Why do so many of us pretend to be something we’re not?
This post is in response to a follower of this blog who commented on Nosy People. It seems that TV nowadays is inundated with all these reality shows that promote deplorable behavior. From Amish Mafia to Jersey Shore to My Big Fat American Gypsy Wedding, reality shows tend to present the worst of human behavior, and the more outrageous someone acts the more likely it will be aired. You can’t help but wonder whether some (or many) of these people on reality shows normally behave badly or are they just putting on an act for the cameras to get their 15 minutes of fame? Are we seeing the real Snooki or a Snooki that’s pretending to be someone she’s not?
Reality TV personalities may wear a metaphorical mask to hide who they really are, but so many non-celebrities, people in our own everyday lives, wear their own masks. Some of us pretend to be rich even though we’re not; some of us are bossy and controlling even though we’re not dominant characters; some of us are jokers even though we’re not playful spirits. Billy Joel, in his song, “The Stranger,” comments on how we all wear the faces of a stranger but we only show ourselves the face we hide from everyone else. This face is our true face.
What causes people to wear so many faces or masks? I’m not able to offer a professional explanation since I’m not a psychologist, but from my humble layman’s perspective, I think we pretend to be people we’re not because it’s often scary to show others our true selves. We’re afraid of not being accepted. I remember putting on an outgoing facade every time I stepped into a classroom to teach because my real character, the quiet introvert, couldn’t speak to a crowd of high school or college students and be respected by them. We don’t want to feel naked and vulnerable in front of others, so we sometimes behave in ways that are opposite those of our true personalities.

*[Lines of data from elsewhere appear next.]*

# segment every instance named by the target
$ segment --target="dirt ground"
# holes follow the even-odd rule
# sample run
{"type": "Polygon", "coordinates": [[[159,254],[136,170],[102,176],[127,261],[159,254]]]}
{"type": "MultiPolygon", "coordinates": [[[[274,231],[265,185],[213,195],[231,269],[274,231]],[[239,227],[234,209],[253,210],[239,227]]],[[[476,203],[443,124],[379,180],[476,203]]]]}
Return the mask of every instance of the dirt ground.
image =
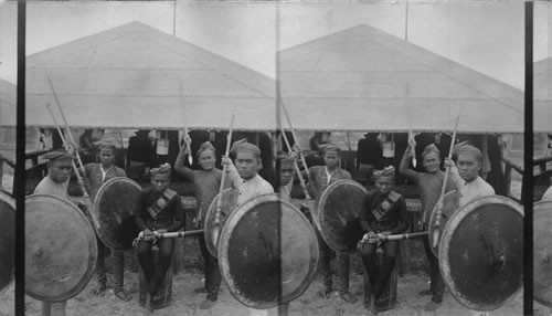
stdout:
{"type": "MultiPolygon", "coordinates": [[[[238,303],[230,293],[227,287],[222,285],[217,304],[209,310],[199,309],[200,303],[204,299],[204,294],[194,294],[193,289],[203,286],[202,262],[199,255],[197,242],[193,239],[187,239],[184,270],[173,276],[172,304],[163,309],[155,310],[152,315],[247,315],[247,308],[238,303]]],[[[457,303],[448,293],[445,295],[444,303],[436,313],[426,313],[423,310],[429,297],[420,296],[418,292],[428,287],[428,276],[424,268],[424,263],[420,260],[423,254],[420,246],[413,243],[411,246],[413,253],[411,256],[411,273],[399,277],[397,285],[397,305],[394,309],[382,312],[378,315],[457,315],[470,316],[471,313],[457,303]]],[[[138,273],[136,271],[136,259],[132,257],[132,251],[126,255],[125,288],[132,295],[132,301],[119,301],[113,294],[112,288],[104,297],[97,297],[91,294],[96,286],[96,278],[93,277],[86,288],[77,296],[68,301],[67,315],[147,315],[138,305],[138,273]]],[[[108,286],[113,285],[113,274],[110,273],[112,256],[106,257],[108,267],[108,286]]],[[[347,304],[333,296],[328,299],[318,298],[316,292],[321,287],[321,278],[317,277],[305,292],[302,296],[295,299],[289,306],[289,315],[371,315],[364,309],[362,304],[362,274],[360,260],[358,255],[352,257],[352,272],[350,292],[359,298],[355,304],[347,304]]],[[[507,303],[501,308],[491,312],[490,315],[522,315],[522,291],[514,299],[507,303]]],[[[29,296],[25,297],[26,315],[40,315],[40,302],[29,296]]],[[[535,303],[537,316],[549,316],[550,308],[535,303]]],[[[13,285],[10,286],[0,296],[0,315],[13,315],[13,285]]]]}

It takes a lot of courage to behave badly on TV in front of millions, but it takes even more courage to be yourself with or without cameras around. We don’t want to open ourselves up to criticism and attack; we want to be liked and accepted for ourselves. At the same time, however, we don’t want to be hurt by others when we strip off our masks and expose our skin. Nevertheless, wouldn’t it be liberating to be ourselves and show others our real personalities, our true faces? More importantly, why can’t we be more understanding and accepting of others so they don’t have the need to mask themselves with false personalities and bad behavior?